In response, Hewlett-Packard expressed interest in learning more information "to conduct a complete and accurate assessment" but instead proposed a 120-day litigation standstill between the parties. Acceleron replied that Hewlett-Packard had no "basis for filing a declaratory judgment action," and that Acceleron's original letter provided "both parties appropriate protections to create a productive atmosphere." Id. at 1361. Acceleron reiterated its demand that Hewlett-Packard agree to its original terms or else it would understand that Hewlett-Packard was "not interested in discussing the patent." Id. Shortly thereafter, Hewlett-Packard filed suit in the District of Delaware seeking a declaratory judgment of non-infringement and invalidity. Acceleron filed a motion to dismiss for lack of subject matter jurisdiction.

In a decision issued post-MedImmune, the lower court granted Acceleron's motion to dismiss on the basis that its letters lacked several elements commonly needed to establish declaratory judgment jurisdiction: namely that the letters did not include "a statement of infringement, identification of specific claims, claim charts, prior pleadings or litigation history, or identification of other licensees." 601 F. Supp. 2d at 589. The lower court noted that Acceleron's failure to request a confidentiality agreement and to accept Hewlett-Packard's 120-day standstill proposal weighed in favor of finding jurisdiction, as did Acceleron's patent-holding business model. But under the totality of the circumstances, the lower court determined that Hewlett-Packard "jumped the gun" when it filed its complaint. Id.

The Federal Circuit reversed the lower court, ruling that jurisdiction was appropriate because Acceleron "took the affirmative step of twice contacting HP directly, making an implied assertion of its rights under the '021 patent against HP's Blade Server products, and HP disagreed." 587 F.3d at 1364. The court acknowledged that jurisdiction generally does not exist where a party merely learns of another's patent or perceives a risk of infringement, "without some affirmative act by the patentee." Id. Significantly, the court noted that Acceleron is "solely a licensing entity, and without enforcement it receives no benefits from its patents." Id.
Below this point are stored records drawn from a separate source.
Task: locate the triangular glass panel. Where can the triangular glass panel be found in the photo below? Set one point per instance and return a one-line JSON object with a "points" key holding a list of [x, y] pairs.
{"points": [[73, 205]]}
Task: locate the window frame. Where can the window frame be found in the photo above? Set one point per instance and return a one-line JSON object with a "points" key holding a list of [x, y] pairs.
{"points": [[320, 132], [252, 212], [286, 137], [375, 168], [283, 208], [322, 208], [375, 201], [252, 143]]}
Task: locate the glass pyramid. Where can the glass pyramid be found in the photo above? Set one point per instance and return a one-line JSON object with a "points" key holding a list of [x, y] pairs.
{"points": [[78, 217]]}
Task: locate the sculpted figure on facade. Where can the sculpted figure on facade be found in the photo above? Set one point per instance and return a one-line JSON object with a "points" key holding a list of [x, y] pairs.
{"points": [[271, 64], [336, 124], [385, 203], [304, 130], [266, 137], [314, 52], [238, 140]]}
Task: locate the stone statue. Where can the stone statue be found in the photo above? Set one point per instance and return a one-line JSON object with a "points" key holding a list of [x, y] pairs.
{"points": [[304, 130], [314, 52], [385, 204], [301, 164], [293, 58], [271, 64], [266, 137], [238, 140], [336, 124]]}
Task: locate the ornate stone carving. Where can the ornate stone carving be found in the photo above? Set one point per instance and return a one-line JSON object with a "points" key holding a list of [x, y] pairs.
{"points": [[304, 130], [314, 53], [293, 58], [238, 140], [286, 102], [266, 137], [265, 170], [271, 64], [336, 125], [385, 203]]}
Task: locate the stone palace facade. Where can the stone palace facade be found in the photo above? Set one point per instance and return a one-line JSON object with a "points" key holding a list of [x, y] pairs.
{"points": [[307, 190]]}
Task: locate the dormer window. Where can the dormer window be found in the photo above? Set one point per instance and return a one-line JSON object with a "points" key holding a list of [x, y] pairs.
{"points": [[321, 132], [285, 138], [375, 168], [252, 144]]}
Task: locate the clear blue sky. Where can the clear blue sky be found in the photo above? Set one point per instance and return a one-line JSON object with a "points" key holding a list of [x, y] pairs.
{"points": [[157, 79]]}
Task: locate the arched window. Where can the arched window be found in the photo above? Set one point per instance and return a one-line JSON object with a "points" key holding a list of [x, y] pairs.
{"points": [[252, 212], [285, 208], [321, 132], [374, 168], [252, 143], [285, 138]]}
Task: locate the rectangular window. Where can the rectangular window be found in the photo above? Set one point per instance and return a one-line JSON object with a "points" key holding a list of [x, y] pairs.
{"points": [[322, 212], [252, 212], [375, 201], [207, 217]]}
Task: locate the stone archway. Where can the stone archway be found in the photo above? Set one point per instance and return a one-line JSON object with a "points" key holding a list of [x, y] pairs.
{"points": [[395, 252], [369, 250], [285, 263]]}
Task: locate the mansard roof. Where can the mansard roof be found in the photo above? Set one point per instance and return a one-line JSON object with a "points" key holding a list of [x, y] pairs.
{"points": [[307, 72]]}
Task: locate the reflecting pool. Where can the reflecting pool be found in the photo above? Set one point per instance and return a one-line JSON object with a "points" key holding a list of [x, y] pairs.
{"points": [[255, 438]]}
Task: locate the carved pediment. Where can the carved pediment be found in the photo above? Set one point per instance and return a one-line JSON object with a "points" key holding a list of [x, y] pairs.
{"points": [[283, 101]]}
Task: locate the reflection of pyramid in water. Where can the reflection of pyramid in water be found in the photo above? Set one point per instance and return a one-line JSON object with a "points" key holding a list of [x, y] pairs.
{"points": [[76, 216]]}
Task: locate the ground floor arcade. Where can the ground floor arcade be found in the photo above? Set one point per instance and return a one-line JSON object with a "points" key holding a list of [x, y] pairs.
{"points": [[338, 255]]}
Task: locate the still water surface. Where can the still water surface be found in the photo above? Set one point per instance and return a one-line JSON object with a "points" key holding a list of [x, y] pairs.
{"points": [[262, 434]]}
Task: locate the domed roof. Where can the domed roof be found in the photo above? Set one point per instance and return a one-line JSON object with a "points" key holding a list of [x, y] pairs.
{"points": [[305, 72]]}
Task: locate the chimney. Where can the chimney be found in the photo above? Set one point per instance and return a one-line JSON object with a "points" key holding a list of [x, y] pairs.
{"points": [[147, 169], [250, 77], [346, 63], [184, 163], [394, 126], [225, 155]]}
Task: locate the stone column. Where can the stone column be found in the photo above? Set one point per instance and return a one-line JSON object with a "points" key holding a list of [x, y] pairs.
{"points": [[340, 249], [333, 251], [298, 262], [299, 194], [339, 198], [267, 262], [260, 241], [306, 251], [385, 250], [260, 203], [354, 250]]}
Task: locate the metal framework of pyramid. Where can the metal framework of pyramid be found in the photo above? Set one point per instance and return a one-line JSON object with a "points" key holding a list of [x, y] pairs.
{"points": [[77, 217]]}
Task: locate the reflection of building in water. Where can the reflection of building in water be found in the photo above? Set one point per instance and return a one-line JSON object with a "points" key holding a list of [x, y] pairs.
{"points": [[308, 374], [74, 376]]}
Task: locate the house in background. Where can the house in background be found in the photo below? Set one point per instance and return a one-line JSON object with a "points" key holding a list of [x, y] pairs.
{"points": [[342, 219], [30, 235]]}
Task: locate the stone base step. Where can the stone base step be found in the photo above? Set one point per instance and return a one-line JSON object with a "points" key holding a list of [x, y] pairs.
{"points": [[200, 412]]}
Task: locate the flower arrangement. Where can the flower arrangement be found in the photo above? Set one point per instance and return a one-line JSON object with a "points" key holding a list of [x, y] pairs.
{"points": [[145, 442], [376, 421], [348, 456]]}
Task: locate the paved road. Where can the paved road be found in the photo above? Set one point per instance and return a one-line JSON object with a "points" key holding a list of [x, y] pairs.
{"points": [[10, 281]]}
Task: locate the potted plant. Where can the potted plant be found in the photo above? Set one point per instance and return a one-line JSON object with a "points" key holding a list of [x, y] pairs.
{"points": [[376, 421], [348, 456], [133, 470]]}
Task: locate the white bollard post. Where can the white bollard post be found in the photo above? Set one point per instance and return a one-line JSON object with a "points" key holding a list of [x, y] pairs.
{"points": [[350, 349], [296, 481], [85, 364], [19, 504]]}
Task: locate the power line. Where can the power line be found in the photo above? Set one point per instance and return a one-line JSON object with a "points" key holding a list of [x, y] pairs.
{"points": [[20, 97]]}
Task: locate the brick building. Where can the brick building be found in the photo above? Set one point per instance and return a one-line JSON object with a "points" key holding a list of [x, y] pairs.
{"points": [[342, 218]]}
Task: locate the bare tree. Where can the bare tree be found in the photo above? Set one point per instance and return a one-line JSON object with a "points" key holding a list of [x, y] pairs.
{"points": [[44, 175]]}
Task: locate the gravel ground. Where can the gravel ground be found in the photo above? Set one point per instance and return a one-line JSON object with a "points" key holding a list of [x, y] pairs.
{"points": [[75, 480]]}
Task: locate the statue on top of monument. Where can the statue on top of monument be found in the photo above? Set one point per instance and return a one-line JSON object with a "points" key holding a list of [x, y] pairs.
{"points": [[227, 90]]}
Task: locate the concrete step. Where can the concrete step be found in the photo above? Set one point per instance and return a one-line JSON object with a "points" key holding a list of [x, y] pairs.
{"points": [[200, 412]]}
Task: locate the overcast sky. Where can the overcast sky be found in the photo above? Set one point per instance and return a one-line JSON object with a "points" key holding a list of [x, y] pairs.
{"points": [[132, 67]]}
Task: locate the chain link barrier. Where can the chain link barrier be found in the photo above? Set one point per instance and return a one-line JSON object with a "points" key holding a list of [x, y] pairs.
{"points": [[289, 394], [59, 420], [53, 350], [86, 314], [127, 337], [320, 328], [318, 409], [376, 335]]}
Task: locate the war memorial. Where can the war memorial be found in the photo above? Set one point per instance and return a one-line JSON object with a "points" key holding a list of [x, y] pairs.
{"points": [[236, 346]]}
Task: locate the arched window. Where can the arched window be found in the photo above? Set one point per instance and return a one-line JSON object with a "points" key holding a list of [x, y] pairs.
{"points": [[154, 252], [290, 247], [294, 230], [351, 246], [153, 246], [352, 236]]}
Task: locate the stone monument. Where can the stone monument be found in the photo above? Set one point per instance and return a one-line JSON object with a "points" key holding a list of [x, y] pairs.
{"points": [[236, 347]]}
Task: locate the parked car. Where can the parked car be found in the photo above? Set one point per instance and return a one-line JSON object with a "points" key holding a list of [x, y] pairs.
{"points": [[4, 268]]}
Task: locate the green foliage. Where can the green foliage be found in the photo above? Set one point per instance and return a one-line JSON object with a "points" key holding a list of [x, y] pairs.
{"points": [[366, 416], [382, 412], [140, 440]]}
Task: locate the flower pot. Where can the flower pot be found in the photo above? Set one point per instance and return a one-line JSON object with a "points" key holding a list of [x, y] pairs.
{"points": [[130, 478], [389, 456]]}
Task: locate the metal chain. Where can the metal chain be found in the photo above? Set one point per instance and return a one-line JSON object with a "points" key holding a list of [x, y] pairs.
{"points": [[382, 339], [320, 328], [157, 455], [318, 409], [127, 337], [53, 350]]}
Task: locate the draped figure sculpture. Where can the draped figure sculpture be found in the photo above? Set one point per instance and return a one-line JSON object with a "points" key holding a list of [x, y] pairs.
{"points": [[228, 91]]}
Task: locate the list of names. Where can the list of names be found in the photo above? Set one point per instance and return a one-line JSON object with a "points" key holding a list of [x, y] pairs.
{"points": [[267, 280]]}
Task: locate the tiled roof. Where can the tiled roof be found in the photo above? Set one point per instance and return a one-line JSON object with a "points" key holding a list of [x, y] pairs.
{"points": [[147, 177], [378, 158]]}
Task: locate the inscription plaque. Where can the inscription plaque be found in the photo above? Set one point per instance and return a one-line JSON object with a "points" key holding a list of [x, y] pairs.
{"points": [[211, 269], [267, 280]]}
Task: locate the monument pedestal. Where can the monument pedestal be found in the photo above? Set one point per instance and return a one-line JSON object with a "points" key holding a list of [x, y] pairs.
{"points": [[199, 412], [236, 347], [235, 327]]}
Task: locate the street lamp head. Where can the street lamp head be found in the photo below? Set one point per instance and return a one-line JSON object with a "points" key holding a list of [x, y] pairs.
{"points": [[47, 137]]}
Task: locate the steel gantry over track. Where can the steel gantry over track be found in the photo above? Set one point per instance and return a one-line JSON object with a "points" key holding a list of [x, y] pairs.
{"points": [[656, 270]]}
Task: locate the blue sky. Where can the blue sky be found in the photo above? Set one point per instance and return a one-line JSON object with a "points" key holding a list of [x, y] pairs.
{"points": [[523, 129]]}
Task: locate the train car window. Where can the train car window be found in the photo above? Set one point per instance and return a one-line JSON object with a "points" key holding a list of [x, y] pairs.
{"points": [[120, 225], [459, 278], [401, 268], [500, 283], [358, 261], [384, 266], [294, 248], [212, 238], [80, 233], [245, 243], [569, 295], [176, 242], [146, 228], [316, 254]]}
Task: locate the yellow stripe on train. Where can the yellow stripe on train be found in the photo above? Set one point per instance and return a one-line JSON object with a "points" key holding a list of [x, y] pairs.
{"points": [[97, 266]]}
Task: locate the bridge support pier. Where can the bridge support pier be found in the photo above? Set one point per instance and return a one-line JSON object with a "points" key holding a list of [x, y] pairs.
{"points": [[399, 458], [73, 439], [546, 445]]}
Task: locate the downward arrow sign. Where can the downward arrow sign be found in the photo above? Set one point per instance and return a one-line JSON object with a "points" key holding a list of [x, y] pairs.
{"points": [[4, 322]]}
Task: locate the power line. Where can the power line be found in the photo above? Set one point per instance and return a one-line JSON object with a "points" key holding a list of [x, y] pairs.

Indeed the court was unmoved by Acceleron's arguments. First, the court rejected Acceleron's claim that it never explicitly asserted its patent rights, stating that "a declaratory judgment action cannot be defeated simply by a stratagem of a correspondence that avoids the magic words such as 'litigation' or 'infringement.'" Id. at 1362. The court noted that it is implausible "to expect that a competent lawyer . . . would identify specific claims, present claim charts, and explicitly allege infringement" in a preliminary letter to a possible infringer of its patent. Id.

Second, Acceleron's assertion that patent owners often contact other parties to propose intellectual property transactions unrelated to litigation was found to be “disingenuous.” Id. at 1363. Because Acceleron asserted its "patent as 'relevant' to the other party's specific product line, impose[d] such a short deadline for response, and insist[ed] the other party not file suit," Hewlett-Packard reasonably interpreted the letters as "implicitly asserting its rights under the '021 patent." Id.

Third, the court rejected Acceleron's assertion that it could not have filed suit against Hewlett-Packard because it had not determined any basis to do so at the time of the exchange. The court ruled that Acceleron's conduct could be "reasonably inferred as demonstrating intent to enforce." Id.

Acceleron is important for accused patent infringers who wish to dictate the forum and location of their inevitable suit. Those seeking to establish declaratory judgment jurisdiction may find Acceleron to be a welcome continuation of the relaxed standard post-MedImmune. On the other hand, patent owners must act prudently when drafting letters or other communications to potential infringers to avoid unintentionally exposing themselves to declaratory judgment jurisdiction in an undesirable forum. This is especially so where the patentee is a patent holding company.